La perte de ce transformateur de courant électrique est intervenue entre 1977 et 2000. « Ce n’est pas un Rafale qui a perdu ça, en déduit Didier Vignaud. Je n’ai pas entendu parler de crash, mais ce qui est sûr, c’est qu’il y a eu un incident aérien. Il n’a peut-être pas duré longtemps car, à bord, il y a de la redondance électrique. »

Au ministère de la DéfenseCombien de temps le boîtier est-il resté enseveli sous le sol campetois ? Pour l’instant, le transformateur de courant électrique garde ses mystères. La réponse se trouve peut-être du côté du Bureau enquête et accident du ministère de la Défense, à Paris, qui devrait recevoir la pièce prochainement. En attendant, Didier Vignaud, après avoir contacté la BA 118, est allé remettre le transformateur à la gendarmerie de l’air, hier matin.

« Même s’il ne s’agit pas d’un fait récent, il y a peut-être un dossier ouvert, lié à un incident aérien, au Bureau enquête et accidents du ministère. C’est toujours intéressant pour eux d’avoir un retour d’expérience. Qu’il s’agisse d’un accident ou d’un incident, tout est répertorié. Le but est d’avoir un retour d’expérience qui servira de leçon pour la suite. En fonction, ils peuvent faire évoluer le matériel ou les formations dispensées au personnel. C’est en tout cas la procédure en aéronautique. »

source : Sud-Ouest (article d’Aurélie Champagne) http://www.sudouest.fr/2013/04/05/une-boite-tombee-du-ciel-1014757-4723.php

Une partie à part est consacrée à l’activité archéologique de Didier Vignaud.

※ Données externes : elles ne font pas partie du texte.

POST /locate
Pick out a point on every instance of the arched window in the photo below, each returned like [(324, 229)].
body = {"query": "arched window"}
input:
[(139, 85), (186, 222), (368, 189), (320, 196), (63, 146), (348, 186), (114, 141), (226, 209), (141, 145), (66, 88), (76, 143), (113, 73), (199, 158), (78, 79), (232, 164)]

Il faut rappeler que celui-ci, membre à part entière du Club Dubalen, oeuvre depuis une dizaine d’années au sein du Centre de Recherches Archéologiques sur les Landes. Cette association, créée dans les années 80 à l’initiative de Bernard Gellibert et Jean-Claude Merlet, reste encore aujourd’hui le groupe de recherches archéologiques le plus actif du département des Landes et dans une certaine mesure, de l’Aquitaine méridionale. Les différents travaux sont résumés sur le site internet www.archeolandes.com Voici la partie d’article dédiée aux recherches landaises (http://www.sudouest.fr/2013/04/05/la-richesse-du-sous-sol-landais-1015063-3452.php)

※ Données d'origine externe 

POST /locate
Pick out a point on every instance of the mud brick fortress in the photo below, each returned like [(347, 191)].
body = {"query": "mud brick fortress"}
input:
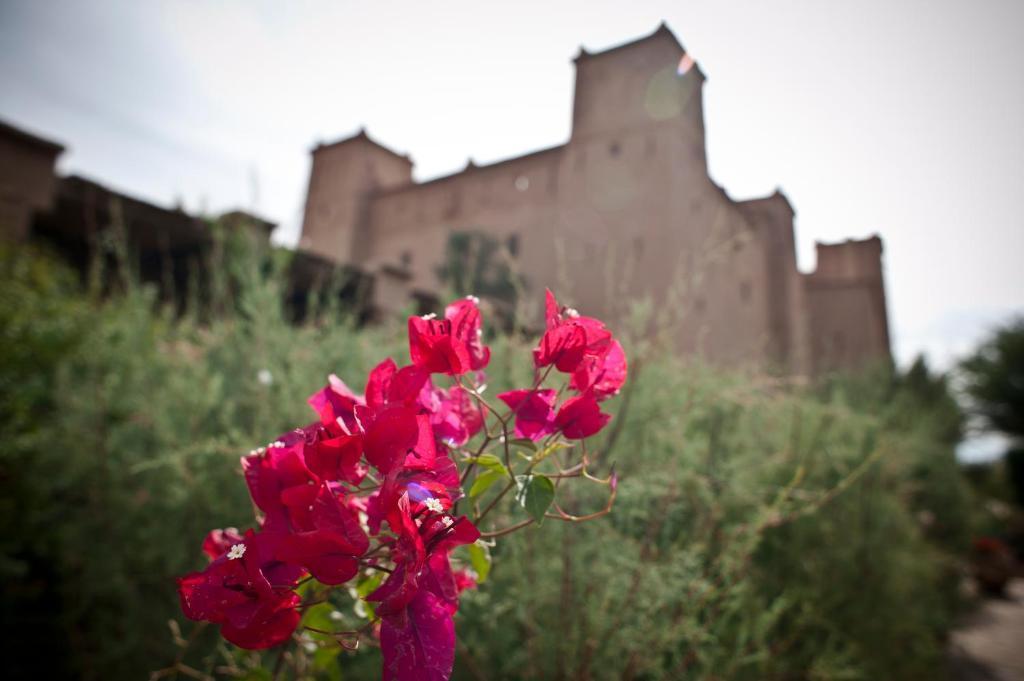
[(625, 210)]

La richesse du sous-sol landais

Ce n’est pas la première fois que cet archéologue bénévole trouve des objets insolites pendant des fouilles ou des prospections. « J’ai découvert par deux fois des obus, dans deux communes différentes. J’ai prévenu les démineurs de la gendarmerie. D’un point de vue archéologique, on est tombé sur des choses qui n’existent pas ailleurs en Aquitaine, comme une sépulture à incinération datant de la fin de l’Antiquité. On a trouvé aussi le plus grand javelot de guerre d’Europe utilisé à l’âge du fer, qui faisait plus de 2 mètres, ou encore le plus vieil objet en fer connu en France, qui date de l’âge du bronze. Les Landes sont une sorte de réserve archéologique. La plantation de pins a gelé les terrains et protégé tous les sites archéologiques. La recherche justifierait la présence de quatre archéologues à temps plein dans les Landes. » Une campagne de prospection sur la moyenne vallée de l’Adour va démarrer pour recenser tous les sites archéologiques. Des fouilles devraient également avoir lieu à Ousse-Suzan prochainement.